A few weeks ago, I unexpectedly received an email. Catapulted me into an internal realm where the past lives.
Intimate friends can do that: propel you down your personal rabbit hole of memories. Subsequently, a picture of us arrived. Immediately I thought of Al Jarreau (March 12, 1940 – February 12, 2017). Together, we used to listen to him.
Over the years millions have been enthralled by his singing. Music is the most reliable time machine we humans have. Carries us back to people and places we have experienced, and projects us forward into flavors we have yet to taste.
And then I remembered marveling at Al. It was a festival in Florida, a handful of miles from Zora’s home in Eatonville. Brother Jarreau was the featured performer. A sunny summer day, a couple thousand people. Al was onstage literally kicking and high stepping as he sang using that golden flute that was a combination of his physical attributes and his unbridled imagination. I was so enraptured, I didn’t even feel the deep south, east coast heat beaming down on our assembled throng.

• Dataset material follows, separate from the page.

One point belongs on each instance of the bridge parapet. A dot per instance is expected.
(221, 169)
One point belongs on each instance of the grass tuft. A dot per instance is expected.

Al was from Milwaukee but, on that hot afternoon, he could have worked for NASA. He had the talent to captivate aficionados and to shoot us into inner space with the magic of his musical moments. Ever since I have really loved his unique vocalizations.
There were two Jarreau albums I especially dug: the Grammy-winning Look To The Rainbow (Warner Bros.–1977) and Tenderness (Reprise–1994). The first from early in his career. The second later in his life. Both treasures expertly captured his beautiful feel for improvisation.
A grown-ass man, exuberant, juices flowing, laughing, enjoying himself as much as the audience was reciprocally enjoying him. Mucho years later he somehow re-discovered the spark that lit the torch-light of his talent, which had first burst fully into flame when he was much younger.
You can hear the overflow of joy in the excerpts, especially the rich combination of deep song and deep feeling topped by a wry intelligence and modernist investigations of the nature of our existence (after all, he had a degree in Psychology and a masters in Rehabilitation Counseling; he knew what it meant to be human).
That he chose music as a way to express and share the fruits of his vast understanding of who and what we are, well, perhaps that is the most potent magic of Al Jarreau.
Thank you Al for transporting me, and many, many others, back to younger days.